Setting up a Bitcoin Miner
At the Black Hat 2014 conference in Las Vegas, Rob Ragan and Oscar Salazar, penetration testers from Bishop Fox, demonstrated a technique for cloud-based bitcoin mining that cost them exactly…nothing. At this moment, one bitcoin is worth $576.57. With a hefty exchange rate like that, bitcoin mining without the need to devote massive computing resources could be quite lucrative.
It's not precisely a legitimate activity, but then, the job of a penetration tester is to hack systems in order to patch them. Ragan noted that the experiment did "violate the hell out of some terms of service." To gain access to the necessary processing power, they had to generate a huge number of unique email addresses and sign up for tons of free trial accounts. Having done so, they managed to build a fully functional bitcoin-mining botnet. According to Ragan, "This botnet doesn't get flagged as malware, blocked by web filters, or get taken over. This is the stuff of nightmares!"
Digging the Details
"We are penetration testers, " said Ragan. "We've been working on this project for the last year. We showed that we definitely can build a botnet from freely available cloud services. We asked the question, is insufficient anti-automation an overlooked risk? Should it be considered a top ten vulnerability?"
"These cloud based services do many different things, " said Salazar, "but the purpose is to let developers get something up and running immediately." "It cuts out all the legwork and lets you build an application as quickly as possible, " added Ragan. "Platform as a service is a commodity that's in high demand. But if it's making the life of a developer easier, wouldn't it also make things easier for a malicious attacker? That's exactly what we explored."
Unlimited Email Addresses
We've all had the experience of registering for a website or service and being told the registration would be finalized when we clicked on an email link. Our doughty researchers needed a way to completely automate this process.
The session explained in detail exactly how they managed to create unlimited email accounts with realistic usernames and a wide variety of different domains. The next step was to set up automatic response for those accounts, so that they could respond to any "Click this link to confirm" email. It worked! At this point, they had a system to create unlimited unique emails with no human interaction. And they stored all the details using a free trial of cloud-based MongoDB. Yes, attendees will be able to get all the code that was used in this experiment.
"At this point we can do things like DDoS, crypto-currency mining, data storage, and more, " said Ragan. "As penetration testers, having a distributed botnet under our control was the goal." Having a tame botnet to launch white-hat DDoS tests against willing clients was definitely valuable.

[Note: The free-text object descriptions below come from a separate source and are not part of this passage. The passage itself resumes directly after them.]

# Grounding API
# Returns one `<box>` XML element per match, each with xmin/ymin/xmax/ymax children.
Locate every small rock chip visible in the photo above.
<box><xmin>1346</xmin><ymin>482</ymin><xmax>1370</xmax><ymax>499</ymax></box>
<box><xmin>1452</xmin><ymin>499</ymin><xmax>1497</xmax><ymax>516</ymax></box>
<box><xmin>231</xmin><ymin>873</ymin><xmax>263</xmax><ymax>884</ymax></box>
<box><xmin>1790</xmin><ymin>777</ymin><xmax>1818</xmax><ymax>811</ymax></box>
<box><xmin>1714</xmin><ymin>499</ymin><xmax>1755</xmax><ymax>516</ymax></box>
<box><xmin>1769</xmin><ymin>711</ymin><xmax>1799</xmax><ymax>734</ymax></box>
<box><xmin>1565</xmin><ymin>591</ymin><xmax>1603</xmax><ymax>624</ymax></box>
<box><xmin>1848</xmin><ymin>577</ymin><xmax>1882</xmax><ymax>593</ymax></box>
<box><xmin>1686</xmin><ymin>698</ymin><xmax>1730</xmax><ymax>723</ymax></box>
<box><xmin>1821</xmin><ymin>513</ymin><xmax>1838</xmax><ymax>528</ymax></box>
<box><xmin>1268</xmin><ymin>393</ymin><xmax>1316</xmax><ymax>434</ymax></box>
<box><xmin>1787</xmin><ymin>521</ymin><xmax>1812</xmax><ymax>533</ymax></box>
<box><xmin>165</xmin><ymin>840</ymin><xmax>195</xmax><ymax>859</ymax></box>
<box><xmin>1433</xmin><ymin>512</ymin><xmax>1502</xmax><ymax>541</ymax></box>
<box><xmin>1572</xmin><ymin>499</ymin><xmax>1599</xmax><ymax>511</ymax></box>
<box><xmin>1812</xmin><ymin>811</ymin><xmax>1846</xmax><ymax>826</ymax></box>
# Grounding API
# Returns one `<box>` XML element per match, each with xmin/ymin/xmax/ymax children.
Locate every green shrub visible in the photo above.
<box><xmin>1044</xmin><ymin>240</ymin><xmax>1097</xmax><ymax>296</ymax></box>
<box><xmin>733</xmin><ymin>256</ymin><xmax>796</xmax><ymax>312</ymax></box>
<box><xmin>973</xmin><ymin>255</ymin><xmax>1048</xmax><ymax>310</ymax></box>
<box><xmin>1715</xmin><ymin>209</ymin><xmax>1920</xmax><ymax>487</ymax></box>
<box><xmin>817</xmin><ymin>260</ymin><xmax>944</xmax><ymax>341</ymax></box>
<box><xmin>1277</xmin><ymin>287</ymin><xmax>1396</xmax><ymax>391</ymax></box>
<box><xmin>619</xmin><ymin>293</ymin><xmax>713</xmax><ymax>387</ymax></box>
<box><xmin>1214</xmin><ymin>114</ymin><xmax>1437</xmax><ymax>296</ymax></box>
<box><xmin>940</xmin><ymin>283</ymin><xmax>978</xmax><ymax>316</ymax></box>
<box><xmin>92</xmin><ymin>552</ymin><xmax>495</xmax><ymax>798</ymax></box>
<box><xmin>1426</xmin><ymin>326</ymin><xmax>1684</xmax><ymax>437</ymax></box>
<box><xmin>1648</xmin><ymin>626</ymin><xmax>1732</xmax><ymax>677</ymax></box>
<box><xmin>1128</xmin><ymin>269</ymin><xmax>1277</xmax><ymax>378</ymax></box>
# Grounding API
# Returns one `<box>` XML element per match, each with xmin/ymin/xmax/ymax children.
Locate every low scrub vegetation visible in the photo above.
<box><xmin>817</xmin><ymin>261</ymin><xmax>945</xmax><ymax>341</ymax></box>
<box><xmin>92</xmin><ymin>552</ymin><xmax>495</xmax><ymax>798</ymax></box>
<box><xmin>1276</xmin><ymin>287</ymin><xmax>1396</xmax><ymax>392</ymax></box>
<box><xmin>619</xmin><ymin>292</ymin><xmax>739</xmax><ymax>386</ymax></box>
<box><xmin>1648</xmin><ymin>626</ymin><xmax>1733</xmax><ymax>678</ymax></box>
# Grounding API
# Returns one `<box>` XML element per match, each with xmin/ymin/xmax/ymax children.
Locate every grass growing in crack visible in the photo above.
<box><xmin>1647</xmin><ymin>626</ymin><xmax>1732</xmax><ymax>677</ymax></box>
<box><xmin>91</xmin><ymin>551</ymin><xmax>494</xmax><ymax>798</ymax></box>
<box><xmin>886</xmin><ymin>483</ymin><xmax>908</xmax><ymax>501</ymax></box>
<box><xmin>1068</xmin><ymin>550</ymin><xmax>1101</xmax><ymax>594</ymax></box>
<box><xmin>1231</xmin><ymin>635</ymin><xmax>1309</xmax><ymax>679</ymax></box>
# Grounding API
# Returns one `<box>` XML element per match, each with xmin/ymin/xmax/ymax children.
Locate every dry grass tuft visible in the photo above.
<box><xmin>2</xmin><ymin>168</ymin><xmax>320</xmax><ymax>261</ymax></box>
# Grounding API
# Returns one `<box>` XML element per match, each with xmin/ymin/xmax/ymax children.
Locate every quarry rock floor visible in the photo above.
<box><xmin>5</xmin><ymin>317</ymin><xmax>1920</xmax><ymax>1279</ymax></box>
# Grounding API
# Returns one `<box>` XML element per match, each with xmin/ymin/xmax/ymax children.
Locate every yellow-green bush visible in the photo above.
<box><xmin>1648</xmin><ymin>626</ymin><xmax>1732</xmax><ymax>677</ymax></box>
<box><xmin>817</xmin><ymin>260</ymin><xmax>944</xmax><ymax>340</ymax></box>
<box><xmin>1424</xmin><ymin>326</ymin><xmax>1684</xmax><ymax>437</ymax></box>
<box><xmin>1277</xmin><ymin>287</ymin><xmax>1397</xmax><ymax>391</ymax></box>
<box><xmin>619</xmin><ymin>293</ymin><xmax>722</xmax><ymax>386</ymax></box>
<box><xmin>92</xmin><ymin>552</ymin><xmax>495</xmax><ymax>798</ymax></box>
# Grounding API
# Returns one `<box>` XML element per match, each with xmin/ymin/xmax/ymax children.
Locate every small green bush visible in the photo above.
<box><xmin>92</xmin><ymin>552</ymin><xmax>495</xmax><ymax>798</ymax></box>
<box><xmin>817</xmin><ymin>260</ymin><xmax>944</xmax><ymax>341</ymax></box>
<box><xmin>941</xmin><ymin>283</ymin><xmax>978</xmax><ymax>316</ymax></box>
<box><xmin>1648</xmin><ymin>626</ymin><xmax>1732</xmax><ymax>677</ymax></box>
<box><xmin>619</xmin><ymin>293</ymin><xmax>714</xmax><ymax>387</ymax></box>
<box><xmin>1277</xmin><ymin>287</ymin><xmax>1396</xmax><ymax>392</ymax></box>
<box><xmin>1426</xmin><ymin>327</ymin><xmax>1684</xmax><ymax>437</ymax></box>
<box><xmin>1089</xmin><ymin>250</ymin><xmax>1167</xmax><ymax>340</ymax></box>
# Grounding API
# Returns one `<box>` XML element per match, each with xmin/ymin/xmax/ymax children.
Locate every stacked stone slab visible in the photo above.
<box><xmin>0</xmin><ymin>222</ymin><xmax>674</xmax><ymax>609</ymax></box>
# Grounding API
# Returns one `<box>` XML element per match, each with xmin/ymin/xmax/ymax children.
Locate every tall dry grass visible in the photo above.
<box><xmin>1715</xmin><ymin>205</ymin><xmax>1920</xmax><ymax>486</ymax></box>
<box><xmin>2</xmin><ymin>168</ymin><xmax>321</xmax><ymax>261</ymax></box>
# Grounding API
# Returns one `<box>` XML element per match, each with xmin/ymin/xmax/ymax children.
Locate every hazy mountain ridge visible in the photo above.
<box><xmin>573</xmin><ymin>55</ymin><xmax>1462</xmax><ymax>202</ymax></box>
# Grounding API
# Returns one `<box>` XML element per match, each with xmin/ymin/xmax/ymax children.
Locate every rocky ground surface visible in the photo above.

They experimented with just what's possible when you have email addresses for an unlimited number of "friends." Many online storage systems give you additional gigabytes for successfully referring friends. Some cap the total amount you can gain this way, others don't. "We got a terabyte for free on one service, " said Ragan, "which is more than you can even pay for."
At its peak, the experimental LiteCoin-mining botnet was generating about 25 cents per day per account. With 1, 000 active accounts, that's $250 per day. "We didn't want to be malicious, just to show how it's done, " said Ragan, "so we stopped. But we've heard of people making a lot of money in a short time. We did leave a couple accounts running for several weeks, just to see if they'd be detected. They weren't"
During the course of the experiment, a number of services revised their verification systems to defeat automatic creation of accounts. One even stated the reason was a proliferation of botnets.